LAURIE: Thank you so very much for inviting me to participate in your blog. Connecting and learning from other writers has been a true gift during my publishing journey.
What inspired you to write this story?
From grade through graduate school and beyond, I have been a devotee of history. After finishing Timothy Egan’s The Worst Hard Time, a non-fiction work and a recipient of the 2006 National Book Award, I immediately re-read it. Egan magnificently tells the stories of six families who survived the Dust Bowl years in the 1930s. He describes the worst of the many dust storms that swept through the High Plains. It took place on April 1935—a 100-mile long, 4,000-foot high mountain of rolling dust that instantly turned midday into night. As I read this portion I thought, wouldn’t this be a terrific time and place for a murder?
It definitely was! You paint such a vivid picture of the time period. What kind of research did you do and how long did you spend on it?
Research is never a chore…however it does seduce me into tempting side trails that keep me from writing! Initially I spent six months collecting materials from books, diaries, historic newspapers, period music and films. Once I started writing, I often paused—for an hour or a day—to do additional research on a particular subject as events in the story unfolded.
Your characters are so three-dimensional; even the supporting cast.
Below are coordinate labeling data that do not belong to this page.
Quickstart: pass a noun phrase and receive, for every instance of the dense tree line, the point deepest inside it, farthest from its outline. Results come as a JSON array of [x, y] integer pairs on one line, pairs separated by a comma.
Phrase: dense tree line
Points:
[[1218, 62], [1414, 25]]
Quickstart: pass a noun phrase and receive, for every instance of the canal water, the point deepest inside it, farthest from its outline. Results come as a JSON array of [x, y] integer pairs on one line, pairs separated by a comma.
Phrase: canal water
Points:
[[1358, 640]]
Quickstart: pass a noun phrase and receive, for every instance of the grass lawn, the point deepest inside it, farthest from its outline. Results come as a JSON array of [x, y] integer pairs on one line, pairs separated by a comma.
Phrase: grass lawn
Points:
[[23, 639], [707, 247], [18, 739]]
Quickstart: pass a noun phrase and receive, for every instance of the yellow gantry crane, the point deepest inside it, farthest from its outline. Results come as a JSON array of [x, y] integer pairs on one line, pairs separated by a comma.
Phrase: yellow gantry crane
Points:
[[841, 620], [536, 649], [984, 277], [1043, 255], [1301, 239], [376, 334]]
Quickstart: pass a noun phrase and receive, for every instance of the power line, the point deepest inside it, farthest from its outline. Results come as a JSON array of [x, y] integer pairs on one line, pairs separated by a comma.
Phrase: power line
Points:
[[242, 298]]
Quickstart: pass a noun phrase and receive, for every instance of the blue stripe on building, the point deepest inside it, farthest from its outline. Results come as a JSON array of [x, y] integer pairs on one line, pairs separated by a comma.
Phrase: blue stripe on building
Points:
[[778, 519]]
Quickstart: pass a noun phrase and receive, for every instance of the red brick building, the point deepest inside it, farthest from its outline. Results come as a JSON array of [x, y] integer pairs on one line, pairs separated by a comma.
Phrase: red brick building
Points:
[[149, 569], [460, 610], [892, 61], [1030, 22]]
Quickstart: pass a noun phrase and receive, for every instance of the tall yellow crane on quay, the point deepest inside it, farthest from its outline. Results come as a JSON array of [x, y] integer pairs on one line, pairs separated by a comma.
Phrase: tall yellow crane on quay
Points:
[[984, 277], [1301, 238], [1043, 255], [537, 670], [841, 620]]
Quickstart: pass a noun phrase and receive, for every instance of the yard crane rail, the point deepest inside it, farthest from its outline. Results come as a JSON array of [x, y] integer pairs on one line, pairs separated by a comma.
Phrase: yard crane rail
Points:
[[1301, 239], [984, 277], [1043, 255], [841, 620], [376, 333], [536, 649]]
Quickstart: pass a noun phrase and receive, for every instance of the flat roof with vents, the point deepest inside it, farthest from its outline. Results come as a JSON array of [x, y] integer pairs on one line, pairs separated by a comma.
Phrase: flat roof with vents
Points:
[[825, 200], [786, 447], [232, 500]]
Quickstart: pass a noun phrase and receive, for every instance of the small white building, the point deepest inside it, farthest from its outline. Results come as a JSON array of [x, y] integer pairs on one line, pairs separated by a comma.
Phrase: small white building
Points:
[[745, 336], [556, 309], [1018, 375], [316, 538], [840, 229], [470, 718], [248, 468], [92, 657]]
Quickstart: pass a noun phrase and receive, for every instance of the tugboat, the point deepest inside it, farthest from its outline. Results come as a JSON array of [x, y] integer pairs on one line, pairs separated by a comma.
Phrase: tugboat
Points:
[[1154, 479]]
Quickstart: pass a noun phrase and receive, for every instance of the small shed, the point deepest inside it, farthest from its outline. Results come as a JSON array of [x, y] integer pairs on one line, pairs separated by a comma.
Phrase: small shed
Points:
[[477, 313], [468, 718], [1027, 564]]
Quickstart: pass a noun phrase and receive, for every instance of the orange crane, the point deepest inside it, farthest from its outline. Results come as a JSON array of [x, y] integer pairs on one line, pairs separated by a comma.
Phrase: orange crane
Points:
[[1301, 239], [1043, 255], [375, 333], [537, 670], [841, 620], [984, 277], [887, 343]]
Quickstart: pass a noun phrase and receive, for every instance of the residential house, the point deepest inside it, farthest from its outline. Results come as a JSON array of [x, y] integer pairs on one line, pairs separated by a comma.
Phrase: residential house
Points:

Are any based on, or inspired by, actual people?
Bits and pieces are borrowed from real people. For example the physical description of Etha Jennings, one of the main characters, is modeled after the actress, Thelma Ritter, who appeared in All About Eve and Rear Window, among many other films. Additionally, I pushed myself to prepare character bios for each member of the supporting cast as well as the protagonists.
That is fascinating! I’ll definitely keep Thelma in mind for any future installments. J Without revealing any spoilers, what was the most surprising turn your book took?
The appearance, early on, of a blind theater owner who is one of the primary supporting characters. I don’t know where that idea came from.
I love him: such an unusual and memorable character. Did you have to do additional research for him?
I found documents on-line designed to teach those with visual impairment how to accomplish daily tasks. For example, one manual suggested folding currency in different ways to distinguish between a $1 bill (flat and unfolded) and a $5 bill (folded in half with short ends together). I wanted the theater owner to be able to operate smoothly in the sighted-world but to also show the reader the adjustments he had to make.
What was the most challenging thing about writing this novel?
Incorporating clues so that the reader had a fair chance of guessing the outcome without giving anything away or making the clues too obvious.
Your book is billed as “a Dust Bowl Mystery” – which do you consider more important: the Dust Bowl part, or the mystery part?
For me, the conundrum in answering this question lies in the word “important.” As a reader myself, I would say the mystery–since my primary duty as a writer is to tell an engaging story. However, I do believe strongly in the importance of studying and learning from our past.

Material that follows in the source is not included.